Forum: War Ensemble BBS

utf-8 support in gnu cobol (3.0, under linux)

From Mayer Goldberg@mayer.goldberg@gmail.com to comp.lang.cobol on Thu Sep 27 09:03:09 2018

From Newsgroup: comp.lang.cobol

Hello:
I don't quite understand the issue of utf-8 support in gnu cobol:
- When I use unicode characters in literal strings, all seems to work:
DISPLAY 'שלום לכולם! ﷽'.
Prints out some unicode characters to the screen to everyone's delight...
But when I try to see what integer value these characters have, e.g., using REDEFINES, I get strings that have the numerical value
WORKING-STORAGE SECTION.
01 unicode-char.
02 integer-value pic 9(4).
02 utf8-value redefines integer-value pic x(4).
And now when I do:
move 1488 to integer-value.
display utf8-value.
I get 1488 printed back at me. So I try further: I add
77 ws-utf8-value pic x(4).
and when I try to do a move to it:
move 1488 to integer-value.
move utf8-value to ws-utf8-value.
display ws-utf8-value.
I still get 1488... as a string.
So can someone please tell me how can I get at the integer value of a utf-8 character within gnu cobol? What am I missing?
Thanks,
Mayer
--- Synchronet 3.20a-Linux NewsLink 1.114

From Richard@riplin@azonic.co.nz to comp.lang.cobol on Thu Sep 27 12:12:32 2018

From Newsgroup: comp.lang.cobol

On Friday, September 28, 2018 at 4:03:10 AM UTC+12, Mayer Goldberg wrote:

Hello:

I don't quite understand the issue of utf-8 support in gnu cobol:

- When I use unicode characters in literal strings, all seems to work:

DISPLAY 'שלום לכולם! ﷽'.

Prints out some unicode characters to the screen to everyone's delight...

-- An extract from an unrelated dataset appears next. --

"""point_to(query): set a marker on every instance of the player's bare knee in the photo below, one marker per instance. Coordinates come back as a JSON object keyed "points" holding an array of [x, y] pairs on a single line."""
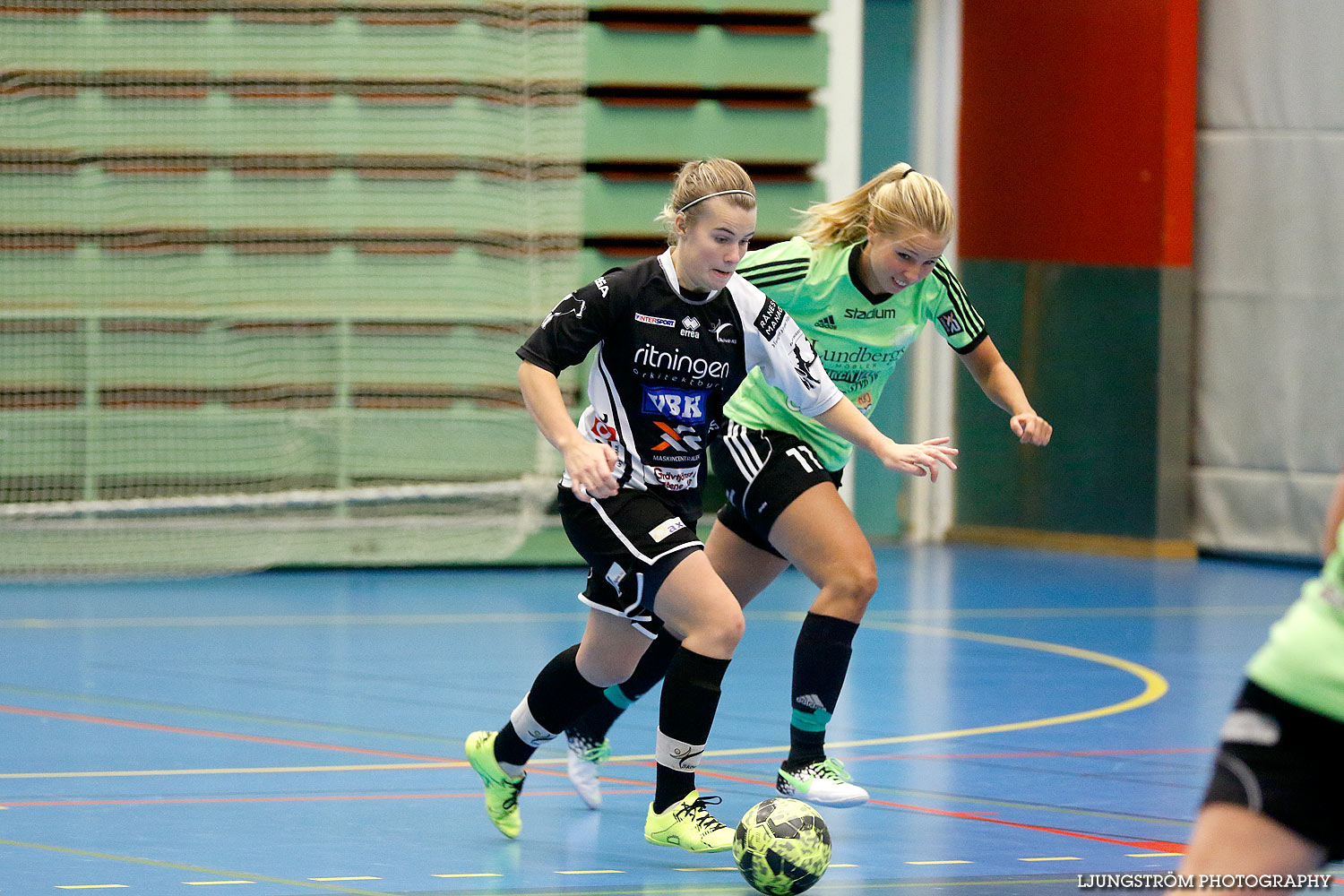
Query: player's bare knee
{"points": [[605, 670], [854, 587], [723, 630]]}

But when I try to see what integer value these characters have, e.g., using REDEFINES, I get strings that have the numerical value

WORKING-STORAGE SECTION.
01 unicode-char.
02 integer-value pic 9(4).
02 utf8-value redefines integer-value pic x(4).

And now when I do:

move 1488 to integer-value.
display utf8-value.

I get 1488 printed back at me. So I try further: I add

77 ws-utf8-value pic x(4).

and when I try to do a move to it:

move 1488 to integer-value.
move utf8-value to ws-utf8-value.
display ws-utf8-value.

I still get 1488... as a string.

UTF8 is a coding structure for 8bit characters. The basic characters are the same as ASCII and are held in one byte. Extended characters use two bytes or more, the first being a value outside the the normal character set of 00 to 7F.
Your 'integer-value' is PIC 9(4) which is display numeric. Each digit is represented by an ASCII numeric character. So '1488' is a 4 byte string.
In order to see the binary code value of a byte you need to redefine each character as a bit value, such as BINARY-CHAR UNSIGNED.

01 unicode-char.
02 utf8-value pic x(4).
02 utf8-codes redefines utf8-value.
03 utf8-code usage binary-char unsigned occurs 4.
Move each utf8 character to utf8-value and get the value of each byte in utf8-code[n]. Characters outside the range a-z, A-Z, 0-9 and some special characters may use more than one character position.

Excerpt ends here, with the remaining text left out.